Tamsen was compelled to keep the discussion going because, for her, it felt like a therapeutic way to deal with what she was experiencing herself, having gone through a semi-public hot flash incident while on set at work.  

“In retrospect, it was important for me to have a conversation for myself. But then I started realizing there were so many people that were also having the same symptoms and desperate to talk about it with someone. I was having the same insecurities – the same pain.”

She recalls that one of the first videos she did on TikTok went viral, quickly amassing more than one million views.  

“It was just me listing the 34 symptoms of menopause. Very straightforward – very simple,” Tamsen says. “I wasn’t dancing, I wasn’t singing, I wasn’t pointing. I was simply listing the symptoms of menopause. It couldn’t be more boring or understated.” 

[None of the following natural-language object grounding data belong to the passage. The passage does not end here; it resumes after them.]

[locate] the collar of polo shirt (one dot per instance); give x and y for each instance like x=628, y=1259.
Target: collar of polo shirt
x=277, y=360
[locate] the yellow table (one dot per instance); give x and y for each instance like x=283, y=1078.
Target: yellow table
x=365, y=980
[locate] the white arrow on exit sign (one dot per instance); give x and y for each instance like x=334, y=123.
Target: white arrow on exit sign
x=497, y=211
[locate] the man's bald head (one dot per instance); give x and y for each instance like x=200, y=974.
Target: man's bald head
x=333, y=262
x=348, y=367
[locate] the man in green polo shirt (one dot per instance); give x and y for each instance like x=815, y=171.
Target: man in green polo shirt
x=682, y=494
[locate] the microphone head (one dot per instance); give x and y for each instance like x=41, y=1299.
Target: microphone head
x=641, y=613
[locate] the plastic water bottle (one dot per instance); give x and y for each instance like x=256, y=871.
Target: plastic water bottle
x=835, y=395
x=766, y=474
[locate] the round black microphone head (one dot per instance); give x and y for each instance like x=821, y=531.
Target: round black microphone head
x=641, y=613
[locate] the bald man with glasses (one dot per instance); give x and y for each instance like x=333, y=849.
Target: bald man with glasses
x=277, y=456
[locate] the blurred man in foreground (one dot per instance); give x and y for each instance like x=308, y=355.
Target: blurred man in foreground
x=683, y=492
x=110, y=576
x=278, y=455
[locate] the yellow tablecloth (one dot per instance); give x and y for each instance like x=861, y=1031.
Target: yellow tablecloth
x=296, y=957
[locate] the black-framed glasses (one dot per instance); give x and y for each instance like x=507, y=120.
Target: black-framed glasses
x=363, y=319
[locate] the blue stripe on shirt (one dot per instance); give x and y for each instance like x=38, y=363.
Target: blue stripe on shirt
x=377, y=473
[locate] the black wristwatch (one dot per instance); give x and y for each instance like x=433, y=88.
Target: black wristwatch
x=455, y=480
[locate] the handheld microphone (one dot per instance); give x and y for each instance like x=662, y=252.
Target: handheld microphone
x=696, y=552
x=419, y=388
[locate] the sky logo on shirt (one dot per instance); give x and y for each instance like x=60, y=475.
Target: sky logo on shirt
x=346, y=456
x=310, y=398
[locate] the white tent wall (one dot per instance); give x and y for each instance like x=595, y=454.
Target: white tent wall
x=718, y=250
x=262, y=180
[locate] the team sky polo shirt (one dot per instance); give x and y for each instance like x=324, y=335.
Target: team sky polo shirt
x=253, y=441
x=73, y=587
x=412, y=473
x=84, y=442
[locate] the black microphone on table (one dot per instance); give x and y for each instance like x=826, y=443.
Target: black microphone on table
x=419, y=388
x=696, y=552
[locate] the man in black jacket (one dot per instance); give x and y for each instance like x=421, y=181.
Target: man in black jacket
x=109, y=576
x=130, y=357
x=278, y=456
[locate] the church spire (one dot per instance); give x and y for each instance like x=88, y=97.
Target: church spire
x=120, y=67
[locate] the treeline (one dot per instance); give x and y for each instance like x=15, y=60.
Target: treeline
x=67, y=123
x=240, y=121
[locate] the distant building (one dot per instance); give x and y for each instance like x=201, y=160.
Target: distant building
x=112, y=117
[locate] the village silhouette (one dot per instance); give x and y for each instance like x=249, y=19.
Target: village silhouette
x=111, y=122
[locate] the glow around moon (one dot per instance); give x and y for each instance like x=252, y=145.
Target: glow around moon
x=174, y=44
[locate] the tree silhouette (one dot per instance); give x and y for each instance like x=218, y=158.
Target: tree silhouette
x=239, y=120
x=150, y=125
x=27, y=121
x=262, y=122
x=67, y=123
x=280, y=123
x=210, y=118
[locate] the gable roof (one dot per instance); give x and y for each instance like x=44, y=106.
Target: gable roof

That’s when she realized that a sizable community wanted to have “the menopause conversation.” Bit by bit, she would interview different heads of companies for her podcast and be introduced to incredible people who were making a significant difference in the [menopause] space and trying to normalize the conversation.

What started as a simple post on TikTok has evolved to include a range of projects aimed at making menopause a mainstream concern. In addition to using storytelling techniques to educate and inform about all things menopause on her social channels and podcast, Tamsen is currently working on a documentary with her friend and partner, Joanne LaMarca, a former producer for The Today Show.

“We want to reach the masses. We’re not trying to do anything but educate and give voice to the stories that so often go untold. I’m excited about that.” 

When asked what she hopes to accomplish by using her voice this way, Tamsen is unequivocal. 

I hope that using my voice makes it okay for somebody else to use theirs. I want that other young girl who grows up without her mom or doesn’t have a sister to talk to, to know more than I did. I think that that’s really important.”

Tamsen says it wasn’t just a hot flash that day on set. It affected her confidence at work. It affected how she viewed herself. It affected how she interacted with her husband. It made her question her sanity. 

“I don’t think of menopause as this little transition that we’re all going to get through. I think of this as something you have to be aware of so that you can take control of it, and then you can get to the other side hopefully with a lot less frustration and fewer questions than I had.”